In 2016, I created my first ecommerce store and had my first interaction with web analysis. By searching how to bring more users to my website, I got to know the ins and outs of Pay-Per-Click (PPC) advertising, and I became a Google Partner specialist on it. So, I founded the Bloco-b that started providing PPC services and web analysis all over Brazil. Since 2019, I have been studying Data Analytics and Data Science, doing projects related to my background experiences. Now I’m seeking to make the web a better place with machine learning creative finds.
Personal Projects
I’m always looking to bring some value to online businesses somehow. For that reason, my projects are related to website data, predictions, or insights. The projects are the following:
Organic Traffic and Conversions Predictions w/ FB Prophet & SEO Advices
I was asked about approaches to predict the following year’s monthly organic traffic and conversions, considering the growth through time and seasonalities, and presenting the results for the following 12 months.
I fitted FacebookProphet model with monthly data and created interactive graphs with Plotly.

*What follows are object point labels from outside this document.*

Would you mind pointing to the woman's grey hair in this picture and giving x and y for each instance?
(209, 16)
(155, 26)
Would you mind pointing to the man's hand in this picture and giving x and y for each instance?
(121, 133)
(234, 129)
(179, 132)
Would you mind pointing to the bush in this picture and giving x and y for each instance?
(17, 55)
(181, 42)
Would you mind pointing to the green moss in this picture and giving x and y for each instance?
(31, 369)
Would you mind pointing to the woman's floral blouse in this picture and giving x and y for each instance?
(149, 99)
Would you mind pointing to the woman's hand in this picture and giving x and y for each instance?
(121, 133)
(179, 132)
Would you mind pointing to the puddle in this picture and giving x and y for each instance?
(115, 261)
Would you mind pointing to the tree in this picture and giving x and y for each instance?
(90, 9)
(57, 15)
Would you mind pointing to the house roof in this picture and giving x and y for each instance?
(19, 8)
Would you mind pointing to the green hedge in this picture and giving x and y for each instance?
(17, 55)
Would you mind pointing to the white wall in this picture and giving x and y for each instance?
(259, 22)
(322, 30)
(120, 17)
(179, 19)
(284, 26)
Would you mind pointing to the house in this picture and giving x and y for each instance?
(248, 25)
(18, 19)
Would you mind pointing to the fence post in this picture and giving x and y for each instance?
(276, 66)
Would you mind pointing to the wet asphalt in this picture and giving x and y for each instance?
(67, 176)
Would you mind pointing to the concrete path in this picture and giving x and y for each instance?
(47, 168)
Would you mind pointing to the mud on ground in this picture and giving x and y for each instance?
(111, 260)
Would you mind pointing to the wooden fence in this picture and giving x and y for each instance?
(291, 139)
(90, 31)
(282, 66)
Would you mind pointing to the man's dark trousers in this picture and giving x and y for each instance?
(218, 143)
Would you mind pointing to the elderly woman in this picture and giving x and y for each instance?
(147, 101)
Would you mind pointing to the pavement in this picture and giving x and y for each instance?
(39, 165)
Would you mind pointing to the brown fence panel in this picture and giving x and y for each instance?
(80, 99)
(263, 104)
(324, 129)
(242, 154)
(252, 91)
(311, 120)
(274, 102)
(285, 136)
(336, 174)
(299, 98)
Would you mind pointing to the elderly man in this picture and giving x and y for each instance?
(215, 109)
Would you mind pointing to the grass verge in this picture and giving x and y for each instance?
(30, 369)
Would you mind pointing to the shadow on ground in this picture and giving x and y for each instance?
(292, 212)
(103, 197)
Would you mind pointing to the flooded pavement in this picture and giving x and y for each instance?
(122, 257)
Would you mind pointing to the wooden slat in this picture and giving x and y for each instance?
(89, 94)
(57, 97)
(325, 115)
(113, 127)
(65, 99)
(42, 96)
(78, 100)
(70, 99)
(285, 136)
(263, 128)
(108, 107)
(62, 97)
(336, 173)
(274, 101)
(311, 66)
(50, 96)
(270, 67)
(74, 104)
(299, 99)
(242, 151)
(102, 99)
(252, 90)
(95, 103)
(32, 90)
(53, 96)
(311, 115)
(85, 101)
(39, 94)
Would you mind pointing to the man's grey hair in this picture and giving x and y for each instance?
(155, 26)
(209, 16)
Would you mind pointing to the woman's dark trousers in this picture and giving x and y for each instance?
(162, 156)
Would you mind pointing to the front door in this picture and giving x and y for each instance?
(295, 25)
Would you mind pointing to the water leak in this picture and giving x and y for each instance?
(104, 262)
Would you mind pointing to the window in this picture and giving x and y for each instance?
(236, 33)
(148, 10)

Using a native functionality for time series Cross Validation I achieved:
Organic Traffic - MSE for 30 days: 0.88 and for 303 days: 1.62
Conversion - MSE for 30 days: 1.10 and for 303 days: 2.04
I also presented a few simple pieces of advice for the SEO team, using the data provided and basic sorting features using Python to optimize the marketing content efforts looking to conversion rates.
I tested four different algorithms to label search queries based on the user’s online behavior to help online businesses reduce costs in their campaigns.

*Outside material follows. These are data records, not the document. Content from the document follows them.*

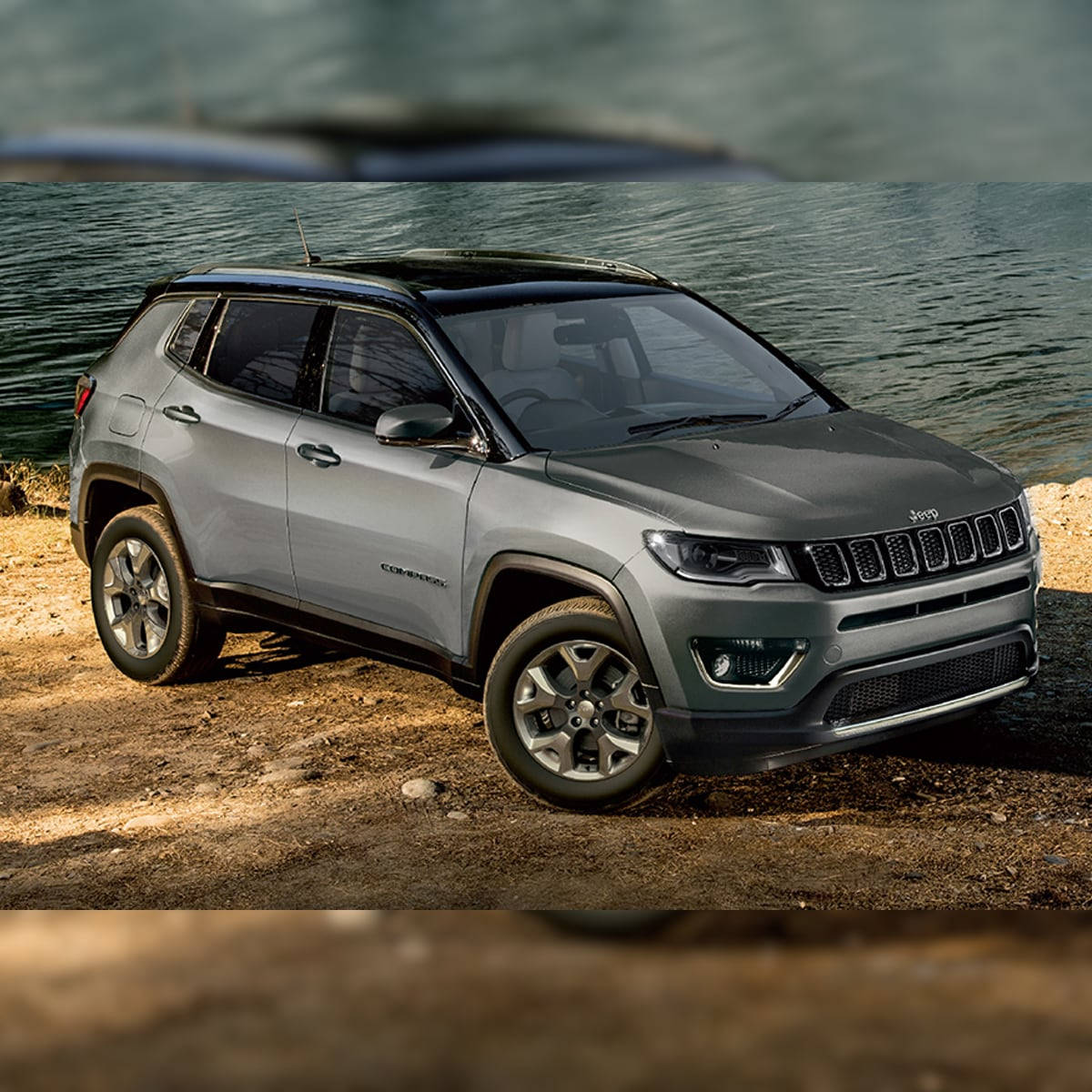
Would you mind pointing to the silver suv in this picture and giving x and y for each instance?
(647, 539)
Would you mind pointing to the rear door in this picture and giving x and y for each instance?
(217, 441)
(377, 532)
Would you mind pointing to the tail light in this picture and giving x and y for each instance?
(85, 389)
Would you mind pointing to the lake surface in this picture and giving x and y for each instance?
(966, 310)
(819, 88)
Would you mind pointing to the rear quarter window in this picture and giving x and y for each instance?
(185, 339)
(260, 348)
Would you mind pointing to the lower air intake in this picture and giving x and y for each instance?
(921, 687)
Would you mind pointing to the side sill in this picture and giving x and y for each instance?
(243, 604)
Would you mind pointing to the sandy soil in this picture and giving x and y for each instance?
(494, 1002)
(278, 784)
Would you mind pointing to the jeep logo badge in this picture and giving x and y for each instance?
(924, 516)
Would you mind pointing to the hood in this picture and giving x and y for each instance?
(823, 476)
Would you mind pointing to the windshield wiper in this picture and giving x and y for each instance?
(794, 405)
(694, 420)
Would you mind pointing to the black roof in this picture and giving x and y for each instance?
(449, 279)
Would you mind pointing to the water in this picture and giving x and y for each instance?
(822, 88)
(966, 310)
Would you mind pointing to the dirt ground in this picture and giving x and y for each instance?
(468, 1002)
(278, 784)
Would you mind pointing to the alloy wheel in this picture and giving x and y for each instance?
(136, 598)
(581, 713)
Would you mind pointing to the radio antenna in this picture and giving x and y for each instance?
(309, 259)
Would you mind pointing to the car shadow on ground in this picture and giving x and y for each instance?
(279, 652)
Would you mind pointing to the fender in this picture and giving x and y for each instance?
(573, 574)
(124, 475)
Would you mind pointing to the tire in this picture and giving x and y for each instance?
(555, 743)
(622, 924)
(143, 607)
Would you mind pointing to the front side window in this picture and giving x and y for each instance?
(376, 364)
(260, 348)
(186, 336)
(600, 371)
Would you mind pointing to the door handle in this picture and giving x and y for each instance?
(321, 454)
(184, 415)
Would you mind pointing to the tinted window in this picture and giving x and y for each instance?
(376, 364)
(189, 330)
(260, 348)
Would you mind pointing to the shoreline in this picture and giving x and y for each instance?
(277, 782)
(48, 481)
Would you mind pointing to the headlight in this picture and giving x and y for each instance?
(1029, 509)
(718, 561)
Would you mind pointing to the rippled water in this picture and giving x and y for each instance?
(966, 310)
(820, 88)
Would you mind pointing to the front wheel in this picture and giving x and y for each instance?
(143, 609)
(567, 713)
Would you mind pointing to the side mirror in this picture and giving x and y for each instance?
(414, 426)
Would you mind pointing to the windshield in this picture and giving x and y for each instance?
(596, 372)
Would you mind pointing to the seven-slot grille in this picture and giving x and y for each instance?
(923, 687)
(915, 552)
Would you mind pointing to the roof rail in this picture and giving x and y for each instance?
(534, 256)
(299, 272)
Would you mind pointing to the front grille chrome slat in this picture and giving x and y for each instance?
(1011, 528)
(913, 552)
(830, 565)
(902, 555)
(962, 541)
(989, 535)
(867, 561)
(934, 549)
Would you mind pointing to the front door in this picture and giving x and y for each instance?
(377, 532)
(217, 443)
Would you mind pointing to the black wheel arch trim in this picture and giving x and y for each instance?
(121, 475)
(593, 582)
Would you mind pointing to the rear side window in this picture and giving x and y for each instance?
(376, 364)
(260, 348)
(186, 336)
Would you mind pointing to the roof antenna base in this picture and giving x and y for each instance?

The four different clusters were: K Means, Spectral Clustering, Agglomerative Clustering, Gaussian Mixture.
Specified the number of clusters using Silhouette Score for each clustering algorithm.
All algorithms showed promising results, but the most important was finding the most meaningful cluster. We choose the Gaussian Mixture for some reasons detailed in section 9 - The Best Choice.

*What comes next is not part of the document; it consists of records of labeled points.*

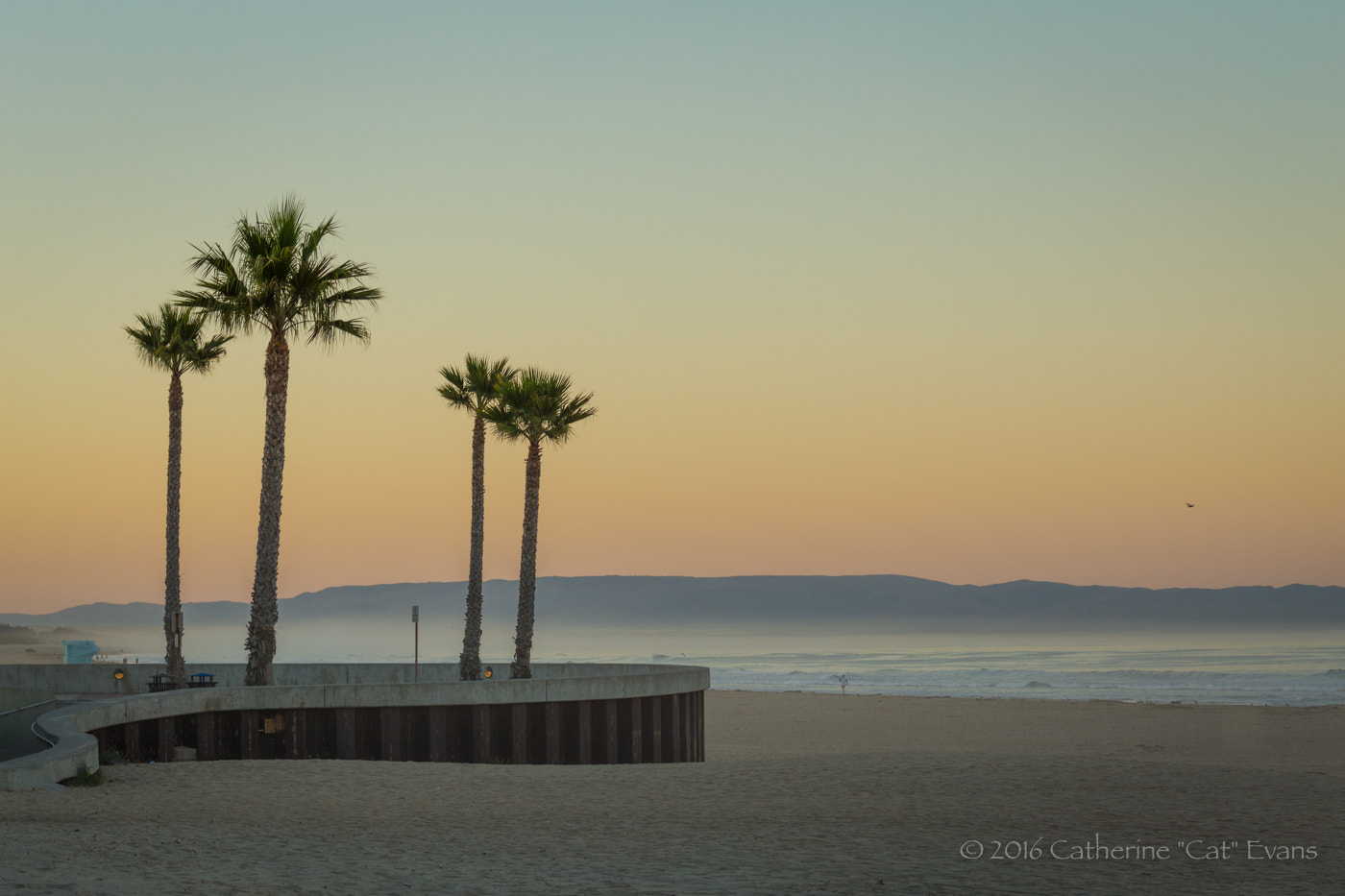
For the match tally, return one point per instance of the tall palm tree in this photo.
(276, 278)
(172, 342)
(535, 406)
(474, 389)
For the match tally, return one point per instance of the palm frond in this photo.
(535, 405)
(171, 341)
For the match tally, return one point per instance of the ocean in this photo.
(1295, 668)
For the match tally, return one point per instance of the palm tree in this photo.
(474, 389)
(276, 278)
(537, 406)
(171, 341)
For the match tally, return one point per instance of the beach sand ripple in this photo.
(800, 794)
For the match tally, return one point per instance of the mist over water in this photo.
(1284, 667)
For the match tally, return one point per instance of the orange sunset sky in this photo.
(965, 291)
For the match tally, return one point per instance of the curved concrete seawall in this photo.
(568, 714)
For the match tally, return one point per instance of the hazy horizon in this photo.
(970, 292)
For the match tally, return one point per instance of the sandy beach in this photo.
(800, 794)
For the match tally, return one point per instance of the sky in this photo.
(965, 291)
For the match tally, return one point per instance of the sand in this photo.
(800, 794)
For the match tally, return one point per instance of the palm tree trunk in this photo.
(522, 665)
(172, 574)
(261, 624)
(470, 664)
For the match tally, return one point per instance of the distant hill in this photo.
(766, 601)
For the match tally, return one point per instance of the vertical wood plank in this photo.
(437, 734)
(656, 729)
(553, 734)
(167, 729)
(208, 741)
(585, 712)
(390, 731)
(518, 735)
(481, 734)
(676, 727)
(131, 735)
(636, 731)
(347, 741)
(249, 747)
(614, 754)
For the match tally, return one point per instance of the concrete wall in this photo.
(372, 685)
(97, 678)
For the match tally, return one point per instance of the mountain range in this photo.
(766, 601)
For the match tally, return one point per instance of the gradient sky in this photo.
(965, 291)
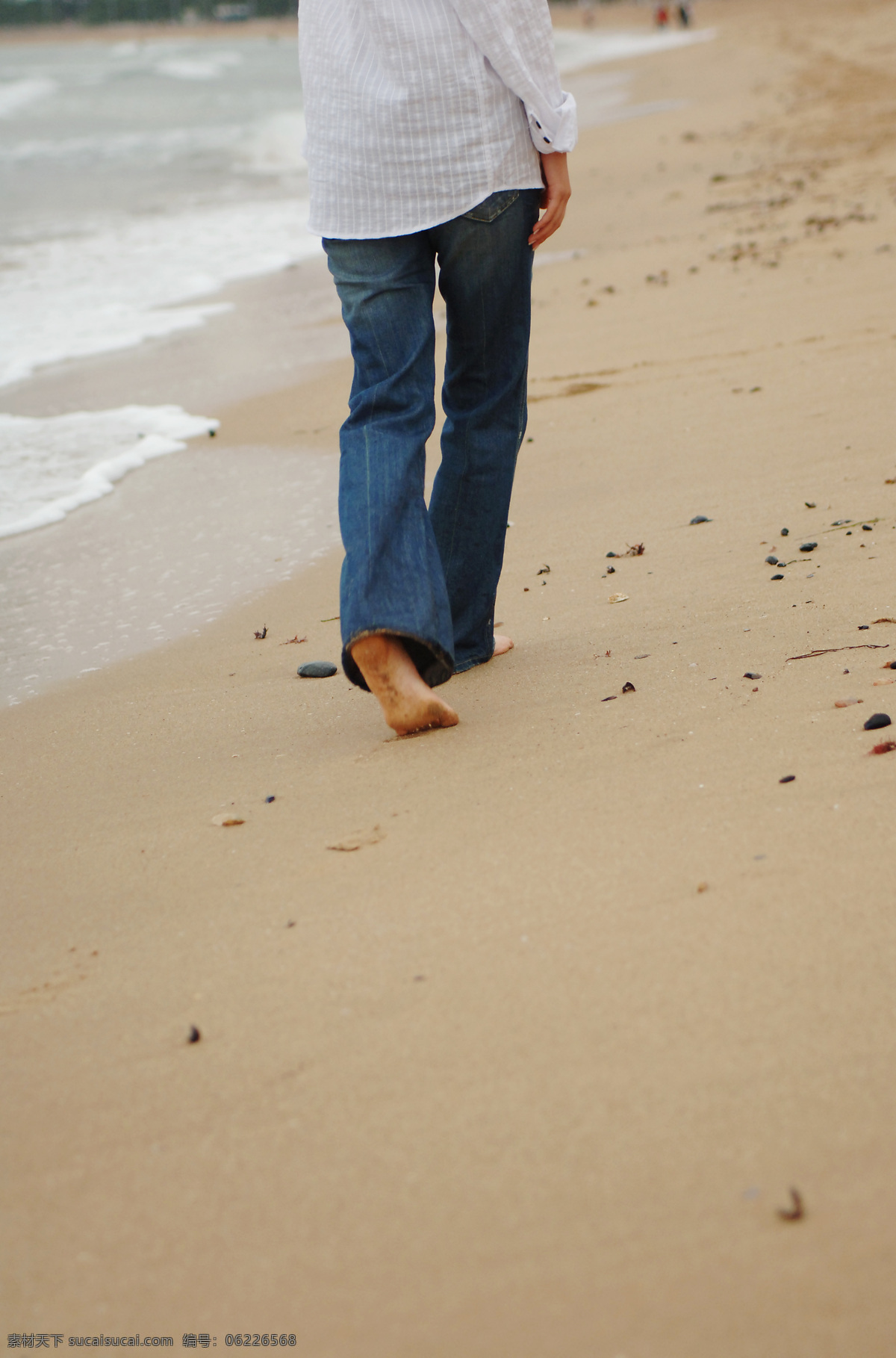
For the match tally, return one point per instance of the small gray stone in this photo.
(317, 670)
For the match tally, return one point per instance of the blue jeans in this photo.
(431, 576)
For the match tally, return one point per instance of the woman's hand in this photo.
(557, 193)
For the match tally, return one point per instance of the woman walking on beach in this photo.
(436, 131)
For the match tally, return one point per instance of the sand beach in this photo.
(514, 1039)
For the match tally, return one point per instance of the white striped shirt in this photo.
(420, 109)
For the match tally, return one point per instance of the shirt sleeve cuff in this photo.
(556, 129)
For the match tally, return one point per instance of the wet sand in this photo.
(531, 1062)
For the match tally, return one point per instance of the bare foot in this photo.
(391, 675)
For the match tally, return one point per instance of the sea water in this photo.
(137, 179)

Sentiment Analyse + Deep Learn - Amazon Shopping App Reviews
I Scraped over 3,000 reviews from Google Play Store and App Store using APIs
I Built a pipeline that uses Text Preprocessing to bring the reviews to a form that is predictable and analyzable for the Neural Network.
I also built a sentiment analysis using Keras modules Model , Dense, LSTMand Embedding.
In the end, I built a function that applies the pipeline for text preprocessing, classifies a comment with the model, and tells us if the comment is Positive, Negativeor Neutral.
The result reached by my model in the test data set was - Loss 0.60 - Accuracy 0.74 - Prediction 0.75 - Recall 0.73 - F1-Score 074.
Google Analytics API - Ecommerce - Exploratory Data Analysis
I built an Exploratory Data Analysis to get different insights about each traffic medium of eCommerce.
The data was extracted using the Google Analytics API and split based on the traffic medium of the website. Google Analytics API.
With the analysis, we can recognize patterns and differences between the traffic mediums.
Also, I found a hypothesis to be tested. That Android users, who are New Visitors, are having problems with the page loading speed and mobile usability of the site raising the website’s Bounce Rate.
A Kaggle user recently commented on the project, and the code needs adjustments.
Google Analytics-API - Ecommerce - Binary Classification - Transactions Predictor
I Tested 42 different methods to predicate the transaction, tune the best method and plot the decision tree
I built four functions to split the dfs in train and test. Raw split, without zeros (without bounce rate), outliers, and zeros and outliers.
Also, I built three functions for the Resampling Strategies. Random Under Sample, Random Over Sample, and Tomek Links.
Then, the primary function was built, which tested all those variations into three different classification algorithms: DecisionTreeClassifier, RandomForestClassifier, Extreme Gradient Boosting.
I Used Hyperopt to tune the best model of each traffic medium and plot the feature importance and the best decision tree.
That was my first project. I learned a lot more so far, and now I regret many things, haha.